Jason Ryle, Producer
Jason Ryle is an independent producer, curator and story editor, and the International Programmer for Australia, New Zealand, and Global Indigenous Cinema at the Toronto International Film Festival (TIFF). Through his mother, he is Anishinaabe and a member of Obushkudayang/Lake St. Martin First Nation in Manitoba, and has spent his career working within the Indigenous media arts community. From July 2010 to June 2020, Jason was the Executive Director of imagineNATIVE, an Indigenous-run organization mandated to support Indigenous filmmakers and media artists. In this capacity, Jason oversaw all operational and artistic activities of the annual imagineNATIVE Film + Media Arts Festival, the world’s largest showcase of Indigenous screen content. From 2013 until 2020, he was an Advisor for Indigenous films at the Berlinale, and from 2015 to 2020 he oversaw the Indigenous Cinema stand at the European Film Market. In February 2021, Jason received the Clyde Gilmour Award from the Toronto Film Critics Association. The award is bestowed to Canadians whose work has in some way enriched the understanding and appreciation of film in their native country.
Sheldon Chau, Cinematographer
Born in the San Gabriel Valley of Los Angeles, Sheldon developed a passion for movies as a child when his dad brought home Jackie Chan films via a local laserdisc rental store.
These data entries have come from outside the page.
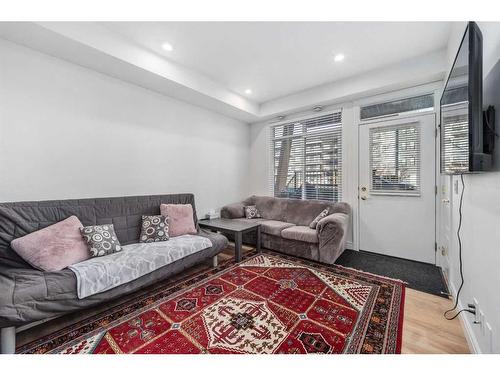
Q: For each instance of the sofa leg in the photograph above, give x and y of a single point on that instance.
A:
(8, 340)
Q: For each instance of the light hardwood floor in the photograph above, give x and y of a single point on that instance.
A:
(425, 330)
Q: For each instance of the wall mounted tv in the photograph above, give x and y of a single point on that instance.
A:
(466, 144)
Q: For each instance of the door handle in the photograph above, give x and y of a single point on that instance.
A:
(363, 193)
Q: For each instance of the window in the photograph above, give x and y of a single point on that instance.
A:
(455, 132)
(395, 159)
(393, 108)
(307, 158)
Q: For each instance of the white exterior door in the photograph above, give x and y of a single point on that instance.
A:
(397, 187)
(445, 224)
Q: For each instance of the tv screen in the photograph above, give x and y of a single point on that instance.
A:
(462, 146)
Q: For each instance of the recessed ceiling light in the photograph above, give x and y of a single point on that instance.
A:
(167, 47)
(338, 57)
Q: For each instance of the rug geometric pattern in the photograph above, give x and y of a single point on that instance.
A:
(267, 304)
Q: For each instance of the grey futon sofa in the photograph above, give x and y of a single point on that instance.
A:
(29, 295)
(285, 226)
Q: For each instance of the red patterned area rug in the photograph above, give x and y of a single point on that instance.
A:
(269, 303)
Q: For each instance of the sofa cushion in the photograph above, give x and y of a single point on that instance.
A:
(249, 221)
(154, 228)
(321, 215)
(296, 211)
(101, 239)
(251, 212)
(274, 227)
(54, 247)
(180, 219)
(300, 233)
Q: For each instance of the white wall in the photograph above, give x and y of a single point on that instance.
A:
(69, 132)
(481, 224)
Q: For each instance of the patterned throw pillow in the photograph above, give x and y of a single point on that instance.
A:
(323, 214)
(251, 212)
(101, 239)
(154, 228)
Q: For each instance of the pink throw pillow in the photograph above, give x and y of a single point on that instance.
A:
(54, 247)
(180, 219)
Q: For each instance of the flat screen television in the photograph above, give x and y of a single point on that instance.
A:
(462, 135)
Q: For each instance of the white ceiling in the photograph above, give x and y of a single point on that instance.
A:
(276, 59)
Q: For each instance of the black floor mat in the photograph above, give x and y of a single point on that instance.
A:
(420, 276)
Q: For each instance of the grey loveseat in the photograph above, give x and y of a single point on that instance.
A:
(285, 226)
(28, 295)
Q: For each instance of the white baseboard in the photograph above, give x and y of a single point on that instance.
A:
(466, 325)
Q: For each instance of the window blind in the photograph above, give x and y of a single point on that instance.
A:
(418, 103)
(307, 158)
(455, 143)
(395, 159)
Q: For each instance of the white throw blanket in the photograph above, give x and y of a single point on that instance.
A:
(99, 274)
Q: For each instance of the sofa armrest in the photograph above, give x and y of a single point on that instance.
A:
(332, 234)
(233, 211)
Later as a teenager, he discovered that movies went beyond entertainment when both his drama teacher and artist uncle recommended films from the Criterion Collection. After college, Sheldon made a short documentary in which he interviewed his father and learned of his parents’ harrowing journey as part of the Chinese diaspora of boat people who fled Vietnam in the aftermath of the war; this cemented his commitment to storytelling. Sheldon holds a BA from UC Irvine in Film Studies and an MFA from NYU Tisch in filmmaking.
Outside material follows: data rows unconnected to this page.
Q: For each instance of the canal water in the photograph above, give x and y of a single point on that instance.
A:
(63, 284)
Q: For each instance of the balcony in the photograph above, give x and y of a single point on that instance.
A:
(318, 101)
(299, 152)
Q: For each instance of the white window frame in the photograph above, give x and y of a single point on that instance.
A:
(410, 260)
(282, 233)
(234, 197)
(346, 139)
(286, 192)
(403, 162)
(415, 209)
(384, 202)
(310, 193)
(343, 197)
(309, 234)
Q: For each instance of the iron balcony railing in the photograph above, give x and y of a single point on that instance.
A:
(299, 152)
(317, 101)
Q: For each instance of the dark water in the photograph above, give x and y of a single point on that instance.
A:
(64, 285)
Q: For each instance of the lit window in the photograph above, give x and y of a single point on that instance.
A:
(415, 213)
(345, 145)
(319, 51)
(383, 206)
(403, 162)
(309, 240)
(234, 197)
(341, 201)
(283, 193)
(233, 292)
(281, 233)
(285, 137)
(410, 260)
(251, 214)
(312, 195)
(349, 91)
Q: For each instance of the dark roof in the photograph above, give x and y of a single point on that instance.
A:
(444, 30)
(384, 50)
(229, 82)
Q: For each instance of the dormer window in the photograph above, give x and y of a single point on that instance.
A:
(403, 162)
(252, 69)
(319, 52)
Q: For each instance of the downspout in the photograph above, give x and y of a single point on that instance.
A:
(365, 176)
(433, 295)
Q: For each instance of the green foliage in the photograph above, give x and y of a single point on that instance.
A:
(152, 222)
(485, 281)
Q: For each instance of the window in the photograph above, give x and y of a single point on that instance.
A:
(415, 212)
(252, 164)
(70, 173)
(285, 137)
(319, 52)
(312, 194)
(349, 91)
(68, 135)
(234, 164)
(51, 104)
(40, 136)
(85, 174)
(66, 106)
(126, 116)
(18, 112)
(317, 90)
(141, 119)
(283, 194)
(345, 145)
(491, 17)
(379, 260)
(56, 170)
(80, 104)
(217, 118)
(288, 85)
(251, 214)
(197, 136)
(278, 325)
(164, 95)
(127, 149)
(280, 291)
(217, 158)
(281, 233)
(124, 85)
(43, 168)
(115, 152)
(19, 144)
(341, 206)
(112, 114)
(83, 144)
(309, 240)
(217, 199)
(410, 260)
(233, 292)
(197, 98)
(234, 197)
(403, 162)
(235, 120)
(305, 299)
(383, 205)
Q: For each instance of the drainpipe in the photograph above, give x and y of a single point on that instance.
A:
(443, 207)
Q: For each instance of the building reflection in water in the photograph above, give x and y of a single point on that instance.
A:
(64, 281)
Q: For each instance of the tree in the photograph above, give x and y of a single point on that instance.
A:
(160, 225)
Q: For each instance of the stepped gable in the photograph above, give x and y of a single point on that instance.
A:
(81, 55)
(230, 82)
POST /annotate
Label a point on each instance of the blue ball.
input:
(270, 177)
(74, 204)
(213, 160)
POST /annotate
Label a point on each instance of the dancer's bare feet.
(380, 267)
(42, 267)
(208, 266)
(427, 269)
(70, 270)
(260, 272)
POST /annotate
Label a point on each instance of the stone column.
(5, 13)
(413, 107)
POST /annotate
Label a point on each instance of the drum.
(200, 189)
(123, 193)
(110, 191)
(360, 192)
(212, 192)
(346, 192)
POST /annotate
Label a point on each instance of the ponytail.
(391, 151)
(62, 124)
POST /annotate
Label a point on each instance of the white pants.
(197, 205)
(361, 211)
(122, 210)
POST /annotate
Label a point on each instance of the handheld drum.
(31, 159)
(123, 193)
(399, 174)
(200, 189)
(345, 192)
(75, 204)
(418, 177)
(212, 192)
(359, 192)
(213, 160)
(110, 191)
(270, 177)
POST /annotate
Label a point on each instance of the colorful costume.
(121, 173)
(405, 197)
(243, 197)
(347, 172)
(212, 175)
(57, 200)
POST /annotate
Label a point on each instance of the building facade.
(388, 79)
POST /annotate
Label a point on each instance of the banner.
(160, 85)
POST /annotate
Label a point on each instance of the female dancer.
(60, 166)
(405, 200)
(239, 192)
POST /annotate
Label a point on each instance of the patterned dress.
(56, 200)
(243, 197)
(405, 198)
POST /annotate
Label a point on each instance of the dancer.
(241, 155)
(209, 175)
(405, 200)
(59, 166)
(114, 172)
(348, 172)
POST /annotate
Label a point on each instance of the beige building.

Sheldon has screened at top festivals such as Cannes, Sundance, Toronto, Venice, and Berlin. His recent credits as cinematographer include: Pooja, Sir - a Nepalese police thriller that premiered at this year’s Venice FF; Demba - a Senegalese drama that premiered at this year’s Berlinale; Nafi’s Father - Senegal’s official entry to the 2021 Oscars about two warring brothers; and Enmity Djinn - the Mauritanian chapter of Netflix’s African Folktales Reimagined anthology. Sheldon is the winner of the ARRI Volker Bahnemann Award for Cinematography, a Visual Communications AWC Fellow, and part of the ASC Vision Mentorship program. Sheldon has specialized in shooting internationally and balancing both large- and guerrilla-sized crews. He loves learning new cultures and history, and continues to seek stories that are evocative, personal, and emotionally resonant.